Toni Collette is extraordinary in the film’s lead role. She plays Annie, an artist who specializes in miniatures many of which are based on her own life experiences. She lives in the mountains with her soft-spoken husband Steve (Gabriel Byrne), their 16-year-son Peter (Alex Wolff) and 13-year-old daughter Charlie (Milly Shapiro). She happens to be the daughter of Ellen Taper Leigh. You remember, the woman from the above mentioned obituary?
As Annie eulogizes her mother at the funeral service it becomes clear their relationship was strained. We also learn Annie’s childhood was tough. Her father battled psychotic depression, her mom had dementia and her brother was a schizophrenic. All of it feeds into the estranged Annie’s frame of mind, but it also feeds into the wickedly uncomfortable horror element that simmers at the core of Aster’s film.
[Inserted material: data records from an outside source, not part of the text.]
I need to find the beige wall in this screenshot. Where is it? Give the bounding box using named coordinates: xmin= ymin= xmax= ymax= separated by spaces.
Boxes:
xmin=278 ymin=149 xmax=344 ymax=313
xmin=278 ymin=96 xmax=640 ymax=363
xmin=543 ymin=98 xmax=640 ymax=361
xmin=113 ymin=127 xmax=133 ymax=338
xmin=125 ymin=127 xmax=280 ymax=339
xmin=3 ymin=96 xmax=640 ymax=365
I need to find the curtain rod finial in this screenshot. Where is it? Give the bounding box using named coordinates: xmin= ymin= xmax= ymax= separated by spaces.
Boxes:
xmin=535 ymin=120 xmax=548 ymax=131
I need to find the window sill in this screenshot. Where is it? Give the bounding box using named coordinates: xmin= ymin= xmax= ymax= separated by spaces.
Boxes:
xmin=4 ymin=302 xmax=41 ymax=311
Plot-wise being intentionally vague is pretty essential. The fewer details you have going in the better the effect. It starts a bit slow as its pieces are put into place, but once the psychological terror begins to uncoil the movie methodically grows more and more discomforting. Aster’s examination of grief and mental illness gets darker and more queasy with every scene.
“Hereditary” is a genuinely terrifying movie, not in the gory gruesome or lazy jump-scare sense. Instead it bores deep down under your skin much in the way Robert Eggers did with his exceptional 2016 film “The Witch”. With fine performances, a strong directorial debut, and soaked in the strategically menacing score by Colin Stetson, “Hereditary” slowly pulls you in before giving your nerves and your senses a good working over. That’s the kind of ‘horror’ that lands with me.